The stories are cloaked in a mysteriousness and a weariness, as if the whole world is sagging a little and no one asks about the weird things anymore. Desolation and expanding emptiness seem just out of sight.
Sometimes the permanent overcast hanging over the stories compounds Rodgers’ chronic problem of overcomplicating the simple things.
How to describe a man sitting on a snowy curb and taking a pen from his pocket? In this collection, it goes like this: “Aldous sets can and spoon on a mound of snow that might once have been a curb.
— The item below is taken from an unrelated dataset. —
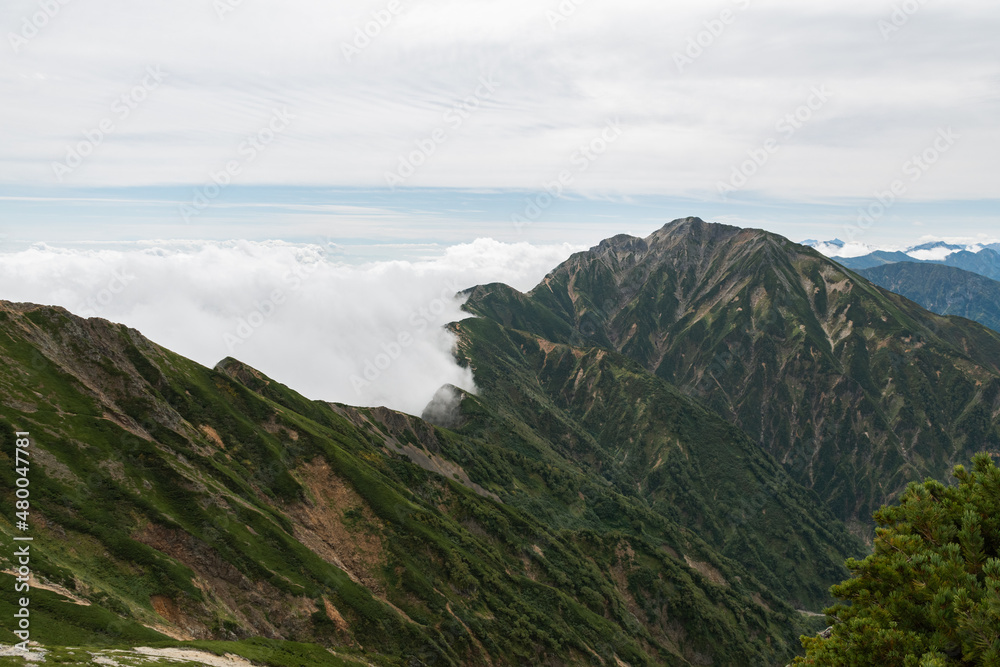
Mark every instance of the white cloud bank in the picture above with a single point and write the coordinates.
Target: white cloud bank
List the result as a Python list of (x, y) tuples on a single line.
[(364, 335)]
He takes a pen from some inner pocket and scribbles an address on a paper scrap.”
Who could ever say, in this vast, unknowable universe, what’s beneath that mound of snow?
When the man reaches into his jacket, how can we be sure where he pulls the pen from, except from “some inner pocket”?
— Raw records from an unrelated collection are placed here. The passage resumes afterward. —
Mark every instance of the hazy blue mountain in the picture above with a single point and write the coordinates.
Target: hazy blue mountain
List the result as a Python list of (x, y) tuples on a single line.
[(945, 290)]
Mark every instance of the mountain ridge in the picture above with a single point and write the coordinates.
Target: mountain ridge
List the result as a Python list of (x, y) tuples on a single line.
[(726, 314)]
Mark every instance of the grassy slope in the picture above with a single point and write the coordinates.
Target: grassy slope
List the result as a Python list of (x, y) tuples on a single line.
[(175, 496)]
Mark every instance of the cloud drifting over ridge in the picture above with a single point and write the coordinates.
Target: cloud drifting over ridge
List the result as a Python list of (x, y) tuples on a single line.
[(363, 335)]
The mystique becomes tiresome.
The story, “The Trumpet Man,” reminded me a bit of the video game, “Bloodborne”: A man wanders mostly aimlessly through a city brought low, its residents cowering indoors, in this case to avoid a blizzard. Things in this city aren’t the way they should be in a fundamental way.
I understand the impulse to let the unknown trickle all the way through the prose. It makes everything sound a little bit cooler. It’s also a shortcut to profundity. But it’s a condescending bit of tone-setting to burden something as basic as sitting on a snow-covered curb with a sense of enigma.
Still, “The Trumpet Man” is one of the two best stories in the collection, which both follow questing men through encounters with the not-quite-normal people of Rodgers’ worlds gone faintly awry.
The stories themselves are interesting enough — enough to make me wish they were written better — but don’t amount to much. They tend to end with a whimper, with characters either back where they started or not sure what will happen next.
Of the longer stories, “Going Home Again” comes the closest to success. A man is driving to his hometown. He’s looking forward to seeing a pier where a smiling old man would always play the accordion. Along the way, he fucks a prostitute for some reason. The lightly surreal end of the story is probably predictable for some, but for a few paragraphs, Rodgers aces a bittersweet homecoming that’s more emotionally nuanced than anything else in the book.
The finale of this collection was also a highlight. It’s a three-page sketch of an increasingly violent banjo performance and an audience growing out of control beyond the blinding spotlight. The performer wonders whether he is a good man, and as the readers, we’re left to wonder a lot about him as well. But because the story is only three pages long and wasn’t diluted by ponderous, annoying prose, it’s easier to overlook a lack of clarity.
Rodgers can learn a lot from this story.
The rest were disappointing.
I felt that my time was particularly wasted reading “Mabel’s Piano Bar” and “He Is In a Clearing If You Can Find It.”
“Mabel’s Piano Bar” is a good example of where Rodgers’ storytelling stumbles.
We have the intriguing premise: A man earns a meager living playing a bar piano for tips and, night after night, catches glimpses of some kind of escalating gambling racket.
We also have the lackluster follow-through: In the end, everyone involved is killed in a gunfight, and the piano player gets on a bus and goes somewhere else. I’d skip this story.
“He Is In a Clearing If You Can Find It” starts with an urban legend about a man in a clearing in the woods. You can give the man a nickel to play you a song. If he plays a happy song, you’re good. If he plays a sad song, some undetermined bad thing happens.
Immediately after she’s told this story, a woman finds the man on a bus — not a clearing — and hands him a nickel. What happens next? Rodgers doesn’t say. I was happy to move onto the next story.
When Rodgers’ stories end, it’s like they turn into a quickly fading puff of smoke. He waves his hands at the cosmos and shrugs his shoulders.
He isn’t in the question-answering business. But in this collection, Rodgers doesn’t ever strike the balance of readability and real imagination that would make these cryptic, dead-end stories feel worth the while.